Le professeur Mohamed Daoud, qui dirige les travaux consacrés à la production en langue arabe, dira d’emblée que la spécificité du champ littéraire algérien est son multilinguisme en le comparant au champ littéraire français qui est “unilingue et centralisé”. “Nous avons des auteurs qui écrivent en langue arabe, française, tamazight, derdja comme Rabeh Sebaa, en italien comme Amara Lakhous, des jeunes qui publient en langue anglaise.” L’universitaire fera également remarquer, notamment en ce qui concerne le champ littéraire en langue arabe, que beaucoup d’écrivains publiaient et continuent de publier à partir d’autres pays comme le Liban, l’Égypte, la Syrie, avant la guerre civile. Résumer en quelques mots ce vaste champ est difficile, poursuit Daoud, eu égard à la complexité socio-historique et culturelle de l’Algérie. Si la production littéraire avait connu un bond qualitatif et quantitatif dans les années 1970 grâce au soutien notamment des pouvoirs publics, à partir des années 80 Daoud note un “fléchissement en matière de production littéraire, suivi dans les années 1990 d’une guerre civile sanglante, qui a paradoxalement vu la naissance d’une nouvelle génération d’écrivain(e.s)”. “Cette ‘littérature de l’urgence’ rendait compte de la violence inouïe de ces années-là. Il a internationalisé le drame algérien auprès du lectorat français et européen.

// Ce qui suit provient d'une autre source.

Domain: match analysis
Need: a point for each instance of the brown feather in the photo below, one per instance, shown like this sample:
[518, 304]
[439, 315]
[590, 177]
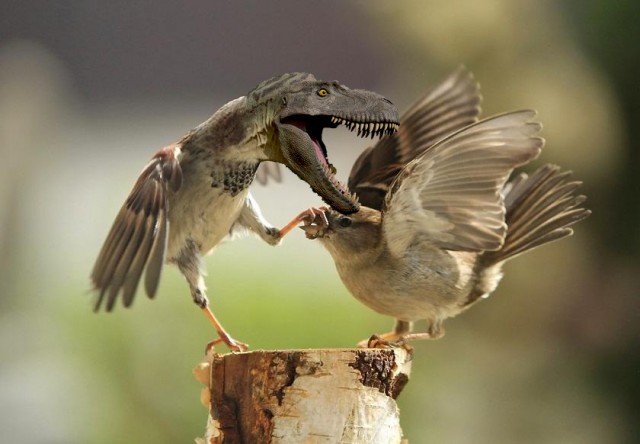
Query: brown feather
[453, 104]
[139, 234]
[540, 208]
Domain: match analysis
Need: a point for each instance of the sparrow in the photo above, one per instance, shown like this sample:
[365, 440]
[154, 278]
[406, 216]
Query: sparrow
[194, 193]
[432, 234]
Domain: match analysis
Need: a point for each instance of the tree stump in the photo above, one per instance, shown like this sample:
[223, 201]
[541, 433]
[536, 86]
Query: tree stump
[304, 396]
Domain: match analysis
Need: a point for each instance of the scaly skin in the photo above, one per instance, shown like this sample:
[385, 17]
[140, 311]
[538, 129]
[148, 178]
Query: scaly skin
[195, 193]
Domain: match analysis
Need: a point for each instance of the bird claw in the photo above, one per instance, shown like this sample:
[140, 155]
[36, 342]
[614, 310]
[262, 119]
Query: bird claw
[386, 341]
[315, 222]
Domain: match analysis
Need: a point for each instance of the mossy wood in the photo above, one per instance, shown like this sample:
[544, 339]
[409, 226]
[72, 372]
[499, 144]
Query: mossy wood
[304, 396]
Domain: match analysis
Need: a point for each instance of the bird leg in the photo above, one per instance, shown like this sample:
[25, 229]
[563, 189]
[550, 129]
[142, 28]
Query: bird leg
[400, 335]
[308, 217]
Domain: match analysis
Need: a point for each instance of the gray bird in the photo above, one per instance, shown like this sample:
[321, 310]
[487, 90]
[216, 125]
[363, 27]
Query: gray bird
[438, 219]
[195, 193]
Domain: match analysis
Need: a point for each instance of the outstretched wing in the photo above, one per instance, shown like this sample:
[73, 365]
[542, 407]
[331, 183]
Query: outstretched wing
[453, 104]
[138, 237]
[451, 194]
[268, 170]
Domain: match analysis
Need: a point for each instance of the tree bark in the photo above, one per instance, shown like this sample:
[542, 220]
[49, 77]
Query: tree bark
[304, 396]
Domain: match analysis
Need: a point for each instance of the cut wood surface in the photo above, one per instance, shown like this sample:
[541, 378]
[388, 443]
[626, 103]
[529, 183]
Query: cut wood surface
[304, 396]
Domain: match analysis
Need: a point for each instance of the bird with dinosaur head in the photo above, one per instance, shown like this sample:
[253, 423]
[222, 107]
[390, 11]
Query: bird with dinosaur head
[195, 193]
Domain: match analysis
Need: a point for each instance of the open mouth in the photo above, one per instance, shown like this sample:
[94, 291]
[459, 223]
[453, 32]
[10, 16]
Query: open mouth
[313, 126]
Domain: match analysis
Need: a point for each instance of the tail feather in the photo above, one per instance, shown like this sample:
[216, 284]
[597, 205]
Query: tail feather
[540, 209]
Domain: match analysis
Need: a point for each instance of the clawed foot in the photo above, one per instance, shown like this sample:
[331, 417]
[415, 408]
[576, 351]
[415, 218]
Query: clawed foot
[315, 222]
[393, 340]
[232, 344]
[306, 217]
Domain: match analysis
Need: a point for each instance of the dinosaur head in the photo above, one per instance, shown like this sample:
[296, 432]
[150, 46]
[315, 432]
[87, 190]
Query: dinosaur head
[301, 108]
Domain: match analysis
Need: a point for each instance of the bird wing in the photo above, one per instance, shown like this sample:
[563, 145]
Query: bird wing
[268, 170]
[139, 234]
[451, 194]
[451, 105]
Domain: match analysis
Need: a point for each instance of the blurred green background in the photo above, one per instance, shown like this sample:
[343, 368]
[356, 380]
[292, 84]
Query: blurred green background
[90, 90]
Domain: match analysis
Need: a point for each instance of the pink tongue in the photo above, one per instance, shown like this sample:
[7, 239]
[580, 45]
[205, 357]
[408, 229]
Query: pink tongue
[319, 152]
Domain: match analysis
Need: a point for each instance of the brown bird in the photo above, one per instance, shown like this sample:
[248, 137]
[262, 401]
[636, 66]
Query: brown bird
[432, 234]
[195, 193]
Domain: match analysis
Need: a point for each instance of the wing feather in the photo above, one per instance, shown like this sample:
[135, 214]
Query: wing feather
[138, 237]
[451, 194]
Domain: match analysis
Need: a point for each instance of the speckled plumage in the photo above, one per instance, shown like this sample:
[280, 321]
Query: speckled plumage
[195, 193]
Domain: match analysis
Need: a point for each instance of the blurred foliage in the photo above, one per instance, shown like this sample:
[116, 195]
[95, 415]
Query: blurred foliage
[87, 96]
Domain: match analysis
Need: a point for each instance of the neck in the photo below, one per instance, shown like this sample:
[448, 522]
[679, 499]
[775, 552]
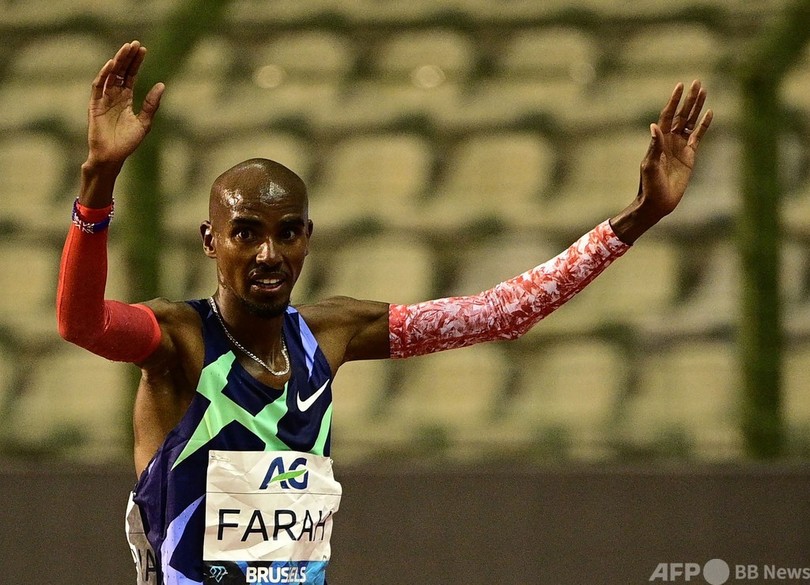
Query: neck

Mais en Algérie, elle jouit d’une connotation négative, car l’on remettait souvent en cause sa littérarité.” Dans leurs interventions, les chercheures et professeures Fouzia Boughandjour et Nadia Bentifour se sont intéressées respectivement aux jeunes romanciers et à la littérature jeunesse. Les conclusions de leurs travaux menés sur le terrain et auprès d’un échantillon de jeunes auteurs donnent un aperçu sur la dynamique littéraire actuelle. Boughandjour a rencontré pour les besoins de ce projet plusieurs jeunes auteurs, poètes et romanciers, dont l’âge varie entre 22 et 38 ans. Elle estime d’entrée de jeu que ces jeunes ne sont pas accompagnés par certaines maisons d’édition qui ne publient qu’à l’occasion du Salon international du livre d’Alger (Sila). Elle déclare en outre que le champ littéraire national n’est pas dans une dynamique de renouvellement, “les textes ne sont pas lus, ne nous possédons pas une réelle ‘tradition littéraire’ et les prix littéraires n’apportent pas à mon sens cette valeur ajoutée”. Dans son intervention, la professeure Nadia Bentifour a partagé avec l’auditoire un aperçu de ses travaux autour de la littérature jeunesse de langue française en Algérie.
“Dans notre pays, cette littérature est encore à l’état infantile. Deux périodes la caractérisent néanmoins, c’est de 2000-2010 et de 2011-2020. Au lendemain de la décennie noire, il y a eu une ouverture qui a permis son émergence. À partir de 2010, des maisons d’édition ont disparu comme Trois Pommes et les éditions Lazhari Labter, car il n’y avait plus de financement de l’État. À côté de cela, il y avait de grandes maisons d’édition comme Casbah.” Les caractéristiques de cette littérature sont sa diversité, du roman au conte et même le manga.